Which of the following is equivalent to \( \sum_{n=1}^{19}\left(n^{2}-6 n+9\right)-\sum_{n=1}^{9}\left(n^{2}-6 n+9\right) \) ? \( \sum_{n=10}^{19}(n-3)^{2} \) \( \sum_{n=8}^{19}(n-3)^{2} \) \( \sum_{n=10}^{19}(n+3)^{2} \) \( \sum_{n=8}^{19}(n+3)^{2} \)

Let's break down the expression step-by-step to find its equivalent. The expression is: \[ \sum_{n=1}^{19}(n^{2}-6n+9) - \sum_{n=1}^{9}(n^{2}-6n+9) \] Notice that \( n^{2} - 6n + 9 = (n-3)^2 \). Thus, we can rewrite the sums as follows: \[ \sum_{n=1}^{19} (n-3)^2 - \sum_{n=1}^{9} (n-3)^2 \] This means we are calculating the difference between the two sums. However, we can simplify it directly by noting the behavior of the sums. The first sum, \(\sum_{n=1}^{19} (n-3)^2\), represents the sum of squares from \(n=1\) to \(n=19\), while the second sum represents the squares from \(n=1\) to \(n=9\). Thus, we only need the main series from 10 to 19: \[ \sum_{n=10}^{19} (n-3)^2 \] Now, substituting \(n-3\) in the range \(n=10\) to \(19\) gives us the terms that fall as follows: - For \(n=10\), \(n-3 = 7\). - For \(n=19\), \(n-3 = 16\).
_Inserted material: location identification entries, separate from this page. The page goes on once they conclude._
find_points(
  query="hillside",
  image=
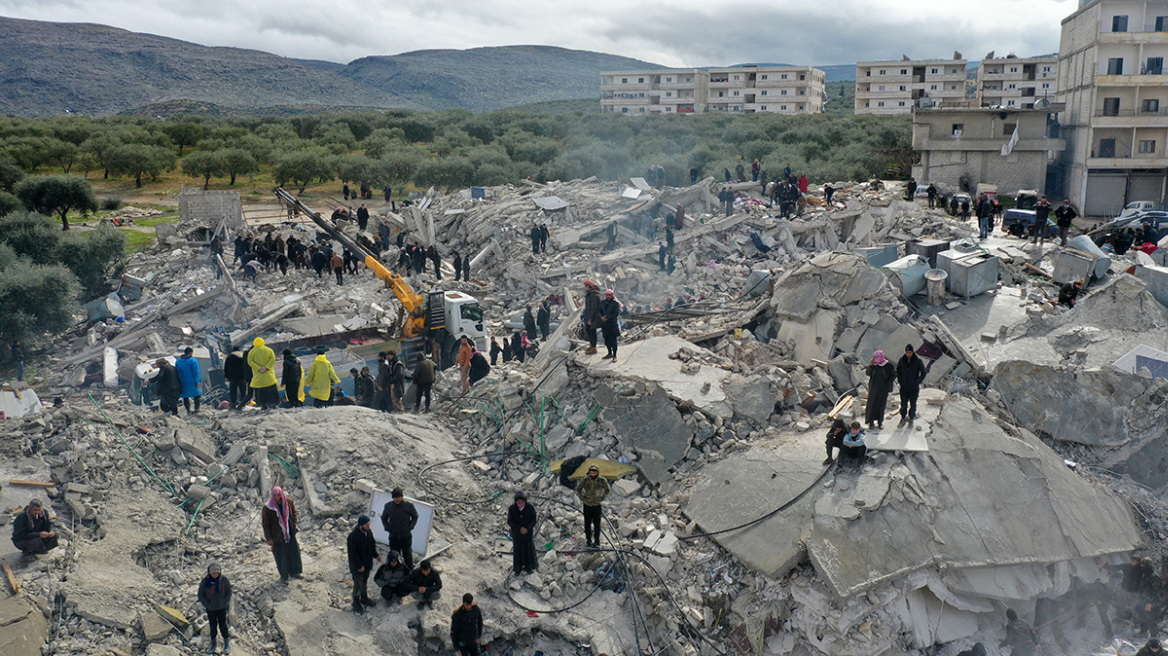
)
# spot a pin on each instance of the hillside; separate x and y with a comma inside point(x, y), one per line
point(489, 78)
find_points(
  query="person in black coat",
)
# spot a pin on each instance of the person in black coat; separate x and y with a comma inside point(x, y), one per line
point(521, 521)
point(881, 376)
point(362, 552)
point(466, 627)
point(610, 323)
point(910, 372)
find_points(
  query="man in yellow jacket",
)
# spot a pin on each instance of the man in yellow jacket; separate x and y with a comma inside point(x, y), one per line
point(262, 361)
point(321, 377)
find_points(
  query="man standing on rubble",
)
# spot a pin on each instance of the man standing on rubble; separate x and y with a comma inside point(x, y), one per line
point(521, 522)
point(262, 361)
point(292, 379)
point(280, 524)
point(398, 518)
point(1064, 215)
point(910, 372)
point(168, 385)
point(362, 551)
point(189, 376)
point(320, 379)
point(32, 531)
point(592, 490)
point(591, 315)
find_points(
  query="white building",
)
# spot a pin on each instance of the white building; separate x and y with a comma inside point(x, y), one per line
point(895, 88)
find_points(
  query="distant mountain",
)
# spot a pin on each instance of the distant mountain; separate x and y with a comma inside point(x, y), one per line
point(51, 69)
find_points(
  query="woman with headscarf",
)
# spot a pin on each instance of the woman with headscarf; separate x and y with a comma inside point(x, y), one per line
point(215, 595)
point(610, 322)
point(881, 376)
point(262, 361)
point(279, 521)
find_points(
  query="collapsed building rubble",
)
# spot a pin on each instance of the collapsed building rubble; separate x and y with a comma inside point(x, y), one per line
point(727, 532)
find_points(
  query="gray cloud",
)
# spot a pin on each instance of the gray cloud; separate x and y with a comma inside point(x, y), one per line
point(685, 33)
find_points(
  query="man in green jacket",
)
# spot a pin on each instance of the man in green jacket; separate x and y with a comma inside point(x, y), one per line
point(592, 492)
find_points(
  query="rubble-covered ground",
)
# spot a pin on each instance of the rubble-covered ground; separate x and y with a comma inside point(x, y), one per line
point(1037, 455)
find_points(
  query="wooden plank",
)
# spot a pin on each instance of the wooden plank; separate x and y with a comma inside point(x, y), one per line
point(12, 577)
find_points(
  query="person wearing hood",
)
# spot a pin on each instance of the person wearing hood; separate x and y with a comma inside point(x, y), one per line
point(215, 595)
point(610, 322)
point(235, 372)
point(393, 578)
point(168, 385)
point(521, 521)
point(362, 551)
point(321, 377)
point(466, 627)
point(293, 379)
point(881, 376)
point(262, 360)
point(188, 378)
point(279, 520)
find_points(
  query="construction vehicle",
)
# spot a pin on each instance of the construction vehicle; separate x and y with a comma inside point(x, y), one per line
point(435, 321)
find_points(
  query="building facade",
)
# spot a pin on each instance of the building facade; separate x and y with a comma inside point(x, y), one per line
point(791, 90)
point(963, 147)
point(1014, 82)
point(895, 88)
point(1111, 75)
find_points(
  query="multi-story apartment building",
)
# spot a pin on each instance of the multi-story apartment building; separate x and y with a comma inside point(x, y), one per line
point(895, 88)
point(792, 90)
point(785, 90)
point(653, 91)
point(1111, 75)
point(1014, 82)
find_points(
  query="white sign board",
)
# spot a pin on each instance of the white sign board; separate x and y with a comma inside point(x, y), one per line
point(421, 530)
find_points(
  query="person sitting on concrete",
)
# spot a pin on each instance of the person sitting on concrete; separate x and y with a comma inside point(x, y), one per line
point(854, 448)
point(424, 584)
point(1069, 293)
point(32, 531)
point(393, 578)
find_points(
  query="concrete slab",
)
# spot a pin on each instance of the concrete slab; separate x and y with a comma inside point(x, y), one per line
point(648, 361)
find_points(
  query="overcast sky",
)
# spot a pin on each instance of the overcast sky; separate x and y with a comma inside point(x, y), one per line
point(680, 33)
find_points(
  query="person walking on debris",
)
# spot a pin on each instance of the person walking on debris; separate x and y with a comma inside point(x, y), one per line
point(169, 388)
point(32, 531)
point(466, 627)
point(1020, 636)
point(591, 315)
point(424, 585)
point(320, 379)
point(881, 376)
point(1064, 215)
point(262, 361)
point(362, 551)
point(910, 372)
point(423, 381)
point(835, 439)
point(592, 490)
point(215, 595)
point(280, 522)
point(398, 518)
point(521, 522)
point(235, 372)
point(393, 578)
point(610, 322)
point(292, 378)
point(189, 377)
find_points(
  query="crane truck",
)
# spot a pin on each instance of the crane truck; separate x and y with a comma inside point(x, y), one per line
point(435, 321)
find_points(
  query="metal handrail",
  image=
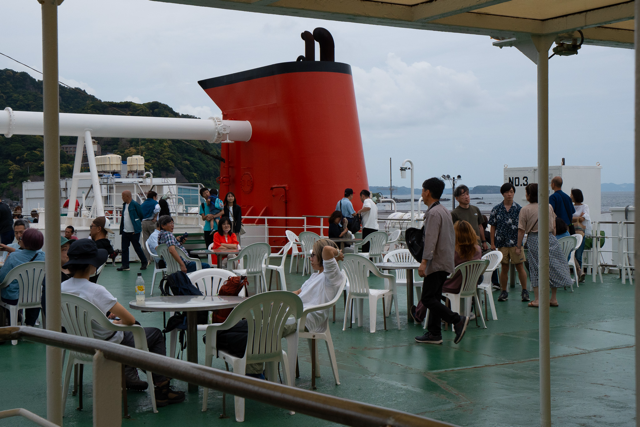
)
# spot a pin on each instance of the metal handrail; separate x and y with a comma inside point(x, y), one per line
point(307, 402)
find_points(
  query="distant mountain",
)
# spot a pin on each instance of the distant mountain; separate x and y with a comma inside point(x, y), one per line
point(21, 157)
point(616, 187)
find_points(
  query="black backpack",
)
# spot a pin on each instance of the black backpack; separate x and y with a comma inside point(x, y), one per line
point(414, 239)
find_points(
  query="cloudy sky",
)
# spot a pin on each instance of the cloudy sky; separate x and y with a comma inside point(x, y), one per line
point(452, 103)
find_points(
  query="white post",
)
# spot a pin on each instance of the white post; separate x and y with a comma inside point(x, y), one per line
point(636, 232)
point(97, 190)
point(543, 43)
point(75, 177)
point(107, 396)
point(412, 209)
point(51, 133)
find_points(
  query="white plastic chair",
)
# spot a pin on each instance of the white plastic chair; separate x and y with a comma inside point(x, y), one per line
point(376, 241)
point(254, 257)
point(392, 241)
point(280, 268)
point(30, 276)
point(357, 268)
point(471, 272)
point(495, 258)
point(569, 244)
point(266, 316)
point(322, 333)
point(172, 265)
point(296, 248)
point(156, 260)
point(403, 255)
point(307, 238)
point(79, 317)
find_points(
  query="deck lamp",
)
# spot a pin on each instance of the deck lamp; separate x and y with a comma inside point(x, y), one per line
point(403, 174)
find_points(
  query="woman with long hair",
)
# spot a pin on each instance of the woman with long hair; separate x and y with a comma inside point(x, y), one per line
point(558, 267)
point(164, 208)
point(233, 212)
point(224, 238)
point(30, 251)
point(582, 222)
point(467, 249)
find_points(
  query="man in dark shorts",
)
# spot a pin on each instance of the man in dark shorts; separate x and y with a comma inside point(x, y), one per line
point(437, 264)
point(467, 212)
point(504, 236)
This sums the squares of the integers 7 through 16, which confirms our expression equals: \[ \sum_{n=10}^{19} (n-3)^2 \] Thus, the correct answer is: \[ \sum_{n=10}^{19}(n-3)^{2} \] This matches the first option provided: \(\sum_{n=10}^{19}(n-3)^{2}\).